Otto clandestini hanno raccontato le loro storie ieri a Milano alla presentazione
della ricerca. Storie ai margini, di chi vive nel disagio e ha visto pezzarsi il suo
sogno di riscatto. Spesso traditi anche dalla burocrazia, sono rimasti «sans
papier».
«Quando esco dal metrò e vedo la polizia sono terrorizzato», racconta uno di loro,
Giorgio, 40enne rumeno ex minatore. In Italia dal 98 in cerca di fortuna, viene beccato
un anno dopo ed espluso.
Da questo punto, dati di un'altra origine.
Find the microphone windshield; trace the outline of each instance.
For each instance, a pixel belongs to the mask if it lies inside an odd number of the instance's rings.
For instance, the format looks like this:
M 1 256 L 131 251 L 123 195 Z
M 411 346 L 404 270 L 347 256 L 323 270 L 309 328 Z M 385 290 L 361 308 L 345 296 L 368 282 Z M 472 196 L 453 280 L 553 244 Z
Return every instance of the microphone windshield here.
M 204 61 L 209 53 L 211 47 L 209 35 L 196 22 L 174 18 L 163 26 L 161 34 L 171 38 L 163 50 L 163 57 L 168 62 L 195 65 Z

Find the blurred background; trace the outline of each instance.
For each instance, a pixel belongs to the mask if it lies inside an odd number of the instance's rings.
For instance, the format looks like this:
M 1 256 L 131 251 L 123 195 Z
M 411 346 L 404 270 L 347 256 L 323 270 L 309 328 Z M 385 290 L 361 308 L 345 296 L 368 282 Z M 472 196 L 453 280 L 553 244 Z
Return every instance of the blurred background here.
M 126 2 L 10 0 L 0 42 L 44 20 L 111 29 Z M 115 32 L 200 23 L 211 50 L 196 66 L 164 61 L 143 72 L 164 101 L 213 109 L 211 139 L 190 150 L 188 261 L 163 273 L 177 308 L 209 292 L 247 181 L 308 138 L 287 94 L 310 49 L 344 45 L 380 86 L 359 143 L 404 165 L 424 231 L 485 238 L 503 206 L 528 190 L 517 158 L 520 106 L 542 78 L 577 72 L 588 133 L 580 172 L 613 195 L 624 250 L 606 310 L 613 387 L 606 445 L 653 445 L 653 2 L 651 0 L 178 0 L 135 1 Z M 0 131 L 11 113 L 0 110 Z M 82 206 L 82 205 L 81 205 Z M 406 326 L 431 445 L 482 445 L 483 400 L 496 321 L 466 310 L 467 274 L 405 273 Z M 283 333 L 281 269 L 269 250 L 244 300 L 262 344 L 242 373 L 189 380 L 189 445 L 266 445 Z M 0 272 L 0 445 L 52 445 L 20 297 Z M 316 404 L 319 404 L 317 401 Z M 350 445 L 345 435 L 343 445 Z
Rientra in Italia e adesso lavora come operaio edile: l'azienda
in cui è occupato vorrebbe regolarizzarlo ma l'istanza per ora è stata respinta a
causa dell'alto numero di domande.
L'Osservatorio chiede una prova di solidarietà ai milanesi per Javad, 17 anni, dal
Marocco all'Italia a piedi nel 1996 in 30 giorni. Il maghrebino ha venduto per un
periodo sigarette agli angoli delle strade, ma il lavoro è durato poco. Dieci giorni
fa la sorellina di Javad è morta, ma lui non può tornare a Banimalal. Una soluzione
gli è stata proposta da alcuni connazionali: diventare un "cavallino", un piccolo
corriere di droga, ma il ragazzo ha rifiutato.
Proprio per sanare situazioni come queste parte dal Consiglio regionale lombardo
una proposta per regolarizzare gli immigrati clandestini che hanno un lavoro in nero,
una casa e sono incensurati: a firmarla esponenti di diversi partiti e aree culturali:
tra gli altri l'ex sindaco Carlo Tognoli, Dario Fo, Luigi Pagano (direttore del carcere
di San Vittore), il coordinatore milanese di Forza Italia Fabio Minoli, Nando Dalla
Chiesa, don Mazzi.
N.Pi.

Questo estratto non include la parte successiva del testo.